Bug fixes and minor improvements

  • A new setting for init_sdev: set init_sdev = "range" and initial coordinates will be
    range-scaled so each column takes values between 0-10. This pre-processing was added to the Python
    UMAP package at some point after uwot began development and so should probably always be used
    with the default init = "spectral" setting. However, it is not set by default to maintain
    backwards compatibility with older versions of uwot.
  • ret_extra = c("sigma") is now supported by lvish. The Gaussian bandwidths are returned in a
    sigma vector. In addition, a vector of intrinsic dimensionalities estimated for each point using
    an analytical expression of the finite difference method given by
    Lee and co-workers is returned in the dint vector.
  • The min_dist and spread parameters are now returned in the model when umap is run with
    ret_model = TRUE. This is just for documentation purposes, these values are not used directly by
    the model in umap_transform. If the parameters a and b are set directly when invoking umap,
    then both min_dist and spread will be set to NULL in the returned model. This feature was
    added in response to a question from kjiang18 (#95).
  • Some new checks for NA values in input data have been added.

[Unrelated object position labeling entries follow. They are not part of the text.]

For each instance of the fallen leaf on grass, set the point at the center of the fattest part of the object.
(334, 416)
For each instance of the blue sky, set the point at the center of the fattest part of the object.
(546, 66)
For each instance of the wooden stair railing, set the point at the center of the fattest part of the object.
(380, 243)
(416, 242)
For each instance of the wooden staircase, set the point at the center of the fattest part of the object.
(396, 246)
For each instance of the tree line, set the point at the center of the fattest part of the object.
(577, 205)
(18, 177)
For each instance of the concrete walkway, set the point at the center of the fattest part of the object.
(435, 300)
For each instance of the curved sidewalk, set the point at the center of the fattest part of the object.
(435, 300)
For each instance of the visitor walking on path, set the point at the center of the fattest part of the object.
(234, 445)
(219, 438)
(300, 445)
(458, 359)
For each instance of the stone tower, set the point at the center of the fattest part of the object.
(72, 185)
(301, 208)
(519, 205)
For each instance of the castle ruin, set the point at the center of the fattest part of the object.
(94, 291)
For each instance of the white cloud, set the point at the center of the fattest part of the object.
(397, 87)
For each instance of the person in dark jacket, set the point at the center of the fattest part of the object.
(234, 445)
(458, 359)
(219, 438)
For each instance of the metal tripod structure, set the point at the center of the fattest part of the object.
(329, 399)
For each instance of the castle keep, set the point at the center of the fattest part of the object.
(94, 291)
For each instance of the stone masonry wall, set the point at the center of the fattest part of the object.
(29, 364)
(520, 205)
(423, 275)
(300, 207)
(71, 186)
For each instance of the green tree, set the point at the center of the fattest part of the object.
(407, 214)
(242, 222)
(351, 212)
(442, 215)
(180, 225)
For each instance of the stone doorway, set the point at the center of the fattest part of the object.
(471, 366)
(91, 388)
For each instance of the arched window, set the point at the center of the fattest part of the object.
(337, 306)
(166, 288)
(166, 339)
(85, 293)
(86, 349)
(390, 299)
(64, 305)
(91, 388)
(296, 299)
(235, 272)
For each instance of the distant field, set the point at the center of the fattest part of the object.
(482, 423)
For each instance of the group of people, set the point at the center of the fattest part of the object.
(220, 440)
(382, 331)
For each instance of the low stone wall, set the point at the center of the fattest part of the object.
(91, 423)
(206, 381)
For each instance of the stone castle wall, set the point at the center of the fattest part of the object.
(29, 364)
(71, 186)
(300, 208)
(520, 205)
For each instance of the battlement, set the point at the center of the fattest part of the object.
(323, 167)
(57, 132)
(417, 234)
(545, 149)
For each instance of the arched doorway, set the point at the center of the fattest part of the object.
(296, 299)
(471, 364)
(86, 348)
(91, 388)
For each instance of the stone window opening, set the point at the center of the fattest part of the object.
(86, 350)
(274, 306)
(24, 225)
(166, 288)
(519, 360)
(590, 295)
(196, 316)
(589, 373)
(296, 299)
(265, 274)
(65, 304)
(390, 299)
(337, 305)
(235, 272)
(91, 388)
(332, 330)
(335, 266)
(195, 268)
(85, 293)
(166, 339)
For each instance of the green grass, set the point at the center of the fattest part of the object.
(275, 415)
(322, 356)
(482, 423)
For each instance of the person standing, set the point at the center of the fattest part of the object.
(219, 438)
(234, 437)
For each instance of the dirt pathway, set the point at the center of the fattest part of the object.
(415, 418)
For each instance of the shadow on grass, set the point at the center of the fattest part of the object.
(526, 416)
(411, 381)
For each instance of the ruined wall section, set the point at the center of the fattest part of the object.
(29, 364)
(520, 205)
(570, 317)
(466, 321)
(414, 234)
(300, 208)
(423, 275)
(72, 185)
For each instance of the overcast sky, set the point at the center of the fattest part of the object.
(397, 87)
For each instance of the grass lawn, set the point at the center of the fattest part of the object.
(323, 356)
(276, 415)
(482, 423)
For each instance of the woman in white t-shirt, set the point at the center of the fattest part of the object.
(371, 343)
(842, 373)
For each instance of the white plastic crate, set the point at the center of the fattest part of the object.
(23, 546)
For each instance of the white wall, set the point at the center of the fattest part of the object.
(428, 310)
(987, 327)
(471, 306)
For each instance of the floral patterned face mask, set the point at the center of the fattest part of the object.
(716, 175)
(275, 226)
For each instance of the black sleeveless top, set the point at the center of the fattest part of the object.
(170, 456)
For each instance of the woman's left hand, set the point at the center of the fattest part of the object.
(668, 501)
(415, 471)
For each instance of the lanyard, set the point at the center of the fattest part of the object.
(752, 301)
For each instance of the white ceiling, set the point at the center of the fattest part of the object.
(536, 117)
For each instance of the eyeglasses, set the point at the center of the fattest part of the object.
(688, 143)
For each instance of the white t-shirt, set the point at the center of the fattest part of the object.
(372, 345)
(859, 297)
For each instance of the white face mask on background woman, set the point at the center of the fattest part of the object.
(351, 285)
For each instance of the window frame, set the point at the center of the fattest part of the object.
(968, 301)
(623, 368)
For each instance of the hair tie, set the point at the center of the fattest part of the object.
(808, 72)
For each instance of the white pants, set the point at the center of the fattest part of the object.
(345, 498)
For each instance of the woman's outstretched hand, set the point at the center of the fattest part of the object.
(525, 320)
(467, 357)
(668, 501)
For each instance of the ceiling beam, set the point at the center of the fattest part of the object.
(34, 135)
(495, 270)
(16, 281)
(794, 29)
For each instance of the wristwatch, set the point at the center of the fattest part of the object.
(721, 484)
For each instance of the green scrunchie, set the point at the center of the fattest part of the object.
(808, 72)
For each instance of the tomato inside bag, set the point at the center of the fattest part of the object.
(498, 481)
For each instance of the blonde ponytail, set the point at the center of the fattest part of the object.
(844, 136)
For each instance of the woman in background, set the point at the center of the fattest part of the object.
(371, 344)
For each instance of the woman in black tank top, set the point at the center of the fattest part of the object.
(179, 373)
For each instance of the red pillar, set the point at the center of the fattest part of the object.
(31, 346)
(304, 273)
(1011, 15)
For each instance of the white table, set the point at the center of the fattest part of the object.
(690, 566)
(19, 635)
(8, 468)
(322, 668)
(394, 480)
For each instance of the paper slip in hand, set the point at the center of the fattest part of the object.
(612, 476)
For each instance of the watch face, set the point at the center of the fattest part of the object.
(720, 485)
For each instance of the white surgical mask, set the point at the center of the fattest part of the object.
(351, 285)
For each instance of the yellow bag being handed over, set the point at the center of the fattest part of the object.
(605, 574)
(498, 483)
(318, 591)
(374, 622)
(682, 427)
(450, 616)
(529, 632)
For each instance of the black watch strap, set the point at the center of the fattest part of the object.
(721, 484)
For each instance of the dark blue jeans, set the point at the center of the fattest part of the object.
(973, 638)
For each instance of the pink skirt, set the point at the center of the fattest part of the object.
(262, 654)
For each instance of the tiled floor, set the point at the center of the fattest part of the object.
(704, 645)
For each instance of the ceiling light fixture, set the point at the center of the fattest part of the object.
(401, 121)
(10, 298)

Also a warning will be emitted if
    n_components seems to have been set too high.
  • If n_components was greater than n_neighbors then umap_transform would crash the R session.

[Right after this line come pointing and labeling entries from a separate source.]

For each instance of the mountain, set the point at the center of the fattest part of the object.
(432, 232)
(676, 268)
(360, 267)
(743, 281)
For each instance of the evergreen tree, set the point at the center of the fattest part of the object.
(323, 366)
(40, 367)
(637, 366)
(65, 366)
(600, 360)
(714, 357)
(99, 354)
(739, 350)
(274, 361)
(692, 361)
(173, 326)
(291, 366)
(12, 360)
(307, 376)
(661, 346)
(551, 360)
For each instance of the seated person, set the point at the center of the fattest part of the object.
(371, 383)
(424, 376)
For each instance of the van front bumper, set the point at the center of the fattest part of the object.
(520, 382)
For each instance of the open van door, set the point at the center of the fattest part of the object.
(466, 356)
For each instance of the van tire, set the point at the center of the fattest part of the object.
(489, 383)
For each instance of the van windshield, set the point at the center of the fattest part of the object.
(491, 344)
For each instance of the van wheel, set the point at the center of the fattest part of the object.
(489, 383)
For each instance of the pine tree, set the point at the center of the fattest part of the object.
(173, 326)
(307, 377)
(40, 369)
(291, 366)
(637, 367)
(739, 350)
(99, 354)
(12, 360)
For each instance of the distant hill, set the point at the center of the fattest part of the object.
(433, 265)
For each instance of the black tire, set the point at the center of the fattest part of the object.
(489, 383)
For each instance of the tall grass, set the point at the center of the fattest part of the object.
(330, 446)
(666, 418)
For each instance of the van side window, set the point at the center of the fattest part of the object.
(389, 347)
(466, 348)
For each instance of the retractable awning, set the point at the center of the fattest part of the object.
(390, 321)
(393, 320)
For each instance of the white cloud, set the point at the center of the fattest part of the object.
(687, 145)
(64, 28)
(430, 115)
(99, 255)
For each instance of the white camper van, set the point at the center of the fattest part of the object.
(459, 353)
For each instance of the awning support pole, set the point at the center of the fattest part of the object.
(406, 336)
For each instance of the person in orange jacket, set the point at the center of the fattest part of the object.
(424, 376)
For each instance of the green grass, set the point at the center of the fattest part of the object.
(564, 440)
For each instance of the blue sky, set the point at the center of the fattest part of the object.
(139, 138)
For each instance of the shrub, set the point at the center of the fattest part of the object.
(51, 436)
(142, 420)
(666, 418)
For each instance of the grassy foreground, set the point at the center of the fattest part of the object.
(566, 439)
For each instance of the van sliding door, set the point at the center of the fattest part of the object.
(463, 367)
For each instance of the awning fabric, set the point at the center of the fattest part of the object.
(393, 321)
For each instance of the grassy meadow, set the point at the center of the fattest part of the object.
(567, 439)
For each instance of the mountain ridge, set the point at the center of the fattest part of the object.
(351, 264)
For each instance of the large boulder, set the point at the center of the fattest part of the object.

    Thank you to ChVav for reporting this (#102).
  • Using umap_transform with a model where dens_scale was set could cause a segmentation fault,
    destroying the session. Even if it didn't it could give an entirely artifactual "ring" structure.

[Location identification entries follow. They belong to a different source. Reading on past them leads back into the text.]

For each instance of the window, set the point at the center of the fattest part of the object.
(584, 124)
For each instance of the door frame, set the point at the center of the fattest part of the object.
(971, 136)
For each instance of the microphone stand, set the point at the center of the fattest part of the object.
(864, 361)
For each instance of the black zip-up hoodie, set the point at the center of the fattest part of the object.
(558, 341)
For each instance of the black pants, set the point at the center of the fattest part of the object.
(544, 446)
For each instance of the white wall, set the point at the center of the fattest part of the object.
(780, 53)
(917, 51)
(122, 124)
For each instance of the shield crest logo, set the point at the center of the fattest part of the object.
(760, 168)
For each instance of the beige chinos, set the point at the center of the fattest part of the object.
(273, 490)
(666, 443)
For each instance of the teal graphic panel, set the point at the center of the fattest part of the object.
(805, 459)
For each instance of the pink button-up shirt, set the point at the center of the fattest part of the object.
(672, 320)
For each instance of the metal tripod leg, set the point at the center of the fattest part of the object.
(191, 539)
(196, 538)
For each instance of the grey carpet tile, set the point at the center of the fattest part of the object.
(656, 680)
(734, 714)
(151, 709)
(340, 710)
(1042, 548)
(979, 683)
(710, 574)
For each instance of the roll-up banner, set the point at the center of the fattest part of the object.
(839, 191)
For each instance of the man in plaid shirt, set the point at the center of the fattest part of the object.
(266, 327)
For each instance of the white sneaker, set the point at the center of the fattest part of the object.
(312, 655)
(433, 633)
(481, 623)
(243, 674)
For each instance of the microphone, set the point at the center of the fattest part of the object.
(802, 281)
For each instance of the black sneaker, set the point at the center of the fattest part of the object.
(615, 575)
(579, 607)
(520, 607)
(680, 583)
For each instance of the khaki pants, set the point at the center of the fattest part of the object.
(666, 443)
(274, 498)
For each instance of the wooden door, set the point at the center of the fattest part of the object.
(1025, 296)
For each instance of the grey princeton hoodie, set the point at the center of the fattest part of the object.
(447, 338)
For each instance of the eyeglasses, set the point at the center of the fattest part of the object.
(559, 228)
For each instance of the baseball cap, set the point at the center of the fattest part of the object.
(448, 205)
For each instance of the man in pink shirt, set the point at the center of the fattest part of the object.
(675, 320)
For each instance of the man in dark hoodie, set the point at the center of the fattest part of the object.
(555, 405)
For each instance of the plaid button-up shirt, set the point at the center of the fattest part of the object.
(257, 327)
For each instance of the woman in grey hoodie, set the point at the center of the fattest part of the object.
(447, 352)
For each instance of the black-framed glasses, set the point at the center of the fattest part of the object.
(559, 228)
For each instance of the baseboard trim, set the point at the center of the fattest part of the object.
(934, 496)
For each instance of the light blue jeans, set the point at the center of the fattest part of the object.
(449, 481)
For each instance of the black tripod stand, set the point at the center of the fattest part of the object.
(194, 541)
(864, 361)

    Thank you FemkeSmit for reporting this and providing
    assistance in diagnosing the underlying cause (#103).
  • If you set binary_edge_weights = TRUE, this setting was not exported when ret_model = TRUE,
    and was therefore not respected by umap_transform. This has now been fixed, but you will need to
    regenerate any models that used binary edge weights.
  • The rdoc for the init param said that if there were multiple disconnected components, a
    spectral initialization would attempt to merge multiple sub-graphs. Not true: actually, spectral
    initialization is abandoned in favor of PCA. The documentation has been updated to reflect the true
    state of affairs. No idea what I was thinking of there.
  • load_model and save_model didn't work on Windows 7 due to how the version of tar there
    handles drive letters. Thank you mytarmail for the report (#109).
  • Warn if the initial coordinates have a very large scale (a standard deviation > 10.0), because
    this can lead to small gradients and poor optimization. Thank you SuhasSrinivasan for the
    report (#110).
  • A change to accommodate a forthcoming version of RcppAnnoy. Thank you Dirk Eddelbuettel for
    the PR (#111).
  • A test was failing on Arm architectures. Problem has been "solved" by removing the test, but it
    was testing a floating point value resulting from a failure due to numerical issues, so it's a bit
    of a corner case. Thank you Lucas Kanashiro for reporting (#100).